BlueNalu plans to introduce a wide variety of cell-based seafood products from its pilot production facility in San Diego. The company anticipates starting with the launch of mahi mahi later this year, followed by the launch of a premium bluefin tuna thereafter.
Qualcomm announces quarterly cash dividend
Qualcomm Inc. on Wednesday announced a quarterly cash dividend of $0.65 per common share, payable on March 25, 2021, to stockholders of record at the close of business on March 4, 2021.
Petco announces closing of initial public offering
Petco announced the closing of its initial public offering of 55,200,000 shares of Class A common stock, including the full exercise by the underwriters of their option to purchase 7,200,000 additional shares of Class A common stock, at a price to the public of $18 per share. The Class A common stock is listed for trading on the Nasdaq Global Select Market under the ticker symbol WOOF. Petco received net proceeds from the offering of approximately $939 million, after deducting underwriting discounts and commissions.

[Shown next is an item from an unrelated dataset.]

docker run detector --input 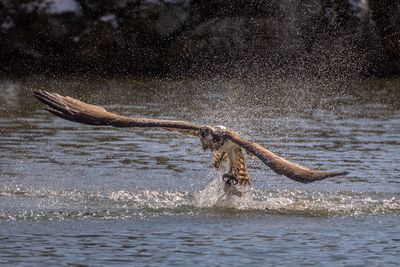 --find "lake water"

Goldman Sachs & Co. LLC and BofA Securities acted as joint lead book runners for the offering. Citigroup, Evercore ISI, Credit Suisse, UBS Investment Bank and Wells Fargo Securities acted as joint book runners, and Baird, Guggenheim Securities, AmeriVet Securities, C.L. King & Associates, R. Seelaus & Co., LLC, Ramirez & Co. Inc. and Siebert Williams Shank acted as co-managers for the offering.